Giuseppe Castrovilli non ha bisogno di guardarsi da questo pericolo. Egli ha la fortuna di dedicare non tutto il suo tempo alla pittura, anche se ha cominciato a dipingere con successo fin da ragazzo, e così si mette sempre davanti a tele e colori con una carica repressa che esalta le sue facoltà percettive ed interpretative e lo porta a dipingere con un trasporto che appare evidente in ogni sua opera.
Castrovilli è per sua natura orientato a cogliere gli aspetti delle cose in chiave intimistica, personale; a veder un paesaggio da un suo punto di vista sentimentale, diremmo, che gli suggerisce i modi per arrivare a darci le immagini non come potremmo vederle noi da soli, ma come risultano da lui sentite: un po' a sua immagine o, almeno, con impresso il segno della sua personalità spirituale di interprete.
Questi caratteri fanno perno intorno ad una nota dominante che l'artista sceglie estraendola dall'atmosfera dell'ambiente o da certi elementi essenziali che riescono ad affinarla, con una orchestrazione di varianti ed inserimenti un po' misteriosi, dovuti in parte alla particolare preparazione dei fondi ed alla stesura a spatola effettuata con gesto rapido, a strati lievi sovrapposti: vere e proprie velature striate e venate da abili azioni dello strumento.
C'è una serie di dipinti ispirati dal mare e dal Canale di Ravenna con le sue capanne di pescatori, il gioco delle antenne, le grandi reti pendenti che escono, quasi sospese, da un'atmosfera di perla che trascolora: apparizioni nelle quali la materia consistente subisce metamorfosi irreali.
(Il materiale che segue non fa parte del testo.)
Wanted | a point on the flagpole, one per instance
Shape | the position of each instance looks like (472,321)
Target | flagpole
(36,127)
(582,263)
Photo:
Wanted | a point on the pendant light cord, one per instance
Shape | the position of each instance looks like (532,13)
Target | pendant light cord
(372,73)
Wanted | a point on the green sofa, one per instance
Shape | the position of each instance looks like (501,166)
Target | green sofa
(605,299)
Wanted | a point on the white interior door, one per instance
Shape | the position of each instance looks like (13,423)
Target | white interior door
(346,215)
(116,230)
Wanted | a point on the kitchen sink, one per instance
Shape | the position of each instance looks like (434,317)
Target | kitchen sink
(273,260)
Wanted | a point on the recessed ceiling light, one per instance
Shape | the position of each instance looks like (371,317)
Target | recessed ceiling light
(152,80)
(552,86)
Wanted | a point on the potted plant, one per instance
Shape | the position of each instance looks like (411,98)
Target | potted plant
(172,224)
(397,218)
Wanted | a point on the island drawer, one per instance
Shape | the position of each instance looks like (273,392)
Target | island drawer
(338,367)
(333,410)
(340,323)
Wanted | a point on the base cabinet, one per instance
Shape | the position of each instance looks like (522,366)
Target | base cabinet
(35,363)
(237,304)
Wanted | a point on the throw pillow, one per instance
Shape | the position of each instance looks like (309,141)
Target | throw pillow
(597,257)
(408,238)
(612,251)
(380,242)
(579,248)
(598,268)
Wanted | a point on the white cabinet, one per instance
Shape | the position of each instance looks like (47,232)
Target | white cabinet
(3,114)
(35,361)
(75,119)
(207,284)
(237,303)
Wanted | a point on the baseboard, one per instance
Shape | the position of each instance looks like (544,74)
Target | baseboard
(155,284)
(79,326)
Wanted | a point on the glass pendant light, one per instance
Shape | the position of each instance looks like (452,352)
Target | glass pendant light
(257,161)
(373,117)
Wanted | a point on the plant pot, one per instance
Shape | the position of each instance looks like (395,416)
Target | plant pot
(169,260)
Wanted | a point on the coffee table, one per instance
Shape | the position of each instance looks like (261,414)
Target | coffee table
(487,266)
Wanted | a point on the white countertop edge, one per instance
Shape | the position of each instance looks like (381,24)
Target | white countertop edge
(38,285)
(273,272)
Nei dipinti della vecchia Milano, le immagini della Darsena emergono da un'atmosfera un po' fumosa resa cangiante da un sole pallido che lascia sospesi fili di seta, e le vecchie case semidiroccate o le cascine in disarmo di qualche angolo di periferia indossano, come una vecchia gloriosa uniforme, la loro sdrucita e misera veste di mattoni sfaldati dal salnitro, ma ricchi di un sangue fatto più bruno dall'umidità e maculati dai licheni. Nelle vedute di Burano, dove l'artista ha in parte maturato la sua preparazione e la sua tecnica, non sono tanto ad impressionarci i gruppi di caratteristiche case sempre ben salde come monumenti che fanno cantare al sole i loro rossi pompeiani e le loro ocre smaltate, quanto le barche che l'artista risolve con una franchezza che le lascia cullare lievi sull'acqua torbida o all'ormeggio sulla punta esterna di un canale.
Sempre c'è una visione ampia, una soluzione d'insieme anche quando assumono valore i particolari: una interpretazione non oggettiva ma di contenuto nella quale, come abbiamo detto, l'apporto emotivo dell'artista finisce sempre per dominare, senza tuttavia mai arrivare alla servitù di uno schema.
Lo si vede bene anche nei disegni, nei quali il tratto non riesce ad imporsi, a dar all'immagine un sapore esclusivamente grafico. Le strutture, che non si valgono di forti contrasti e di ombre nere per farsi solide, risultano velate da chiaroscuri graduati che hanno un sottile valore cromatico.
Castrovilli, come vediamo, fa suo il paesaggio, ma con uno scrupoloso rispetto per la personalità delle cose; lo interpreta secondo i propri sentimenti e forse anche obbedendo a certi suoi particolari concetti o stati d'animo, ma non lascia mai sentire come una violenza il loro intervento. Non si riesce in alcun modo a capire quali siano le variazioni che egli può aver apportate (forse, anzi, certamente, senza rendersene conto) alla realtà oggettiva.
Si sente soltanto che essa è carica di un fascino del quale non ci eravamo mai accorti e che pochi altri riescono a porre in risalto con una prontezza così spontanea e seduttrice.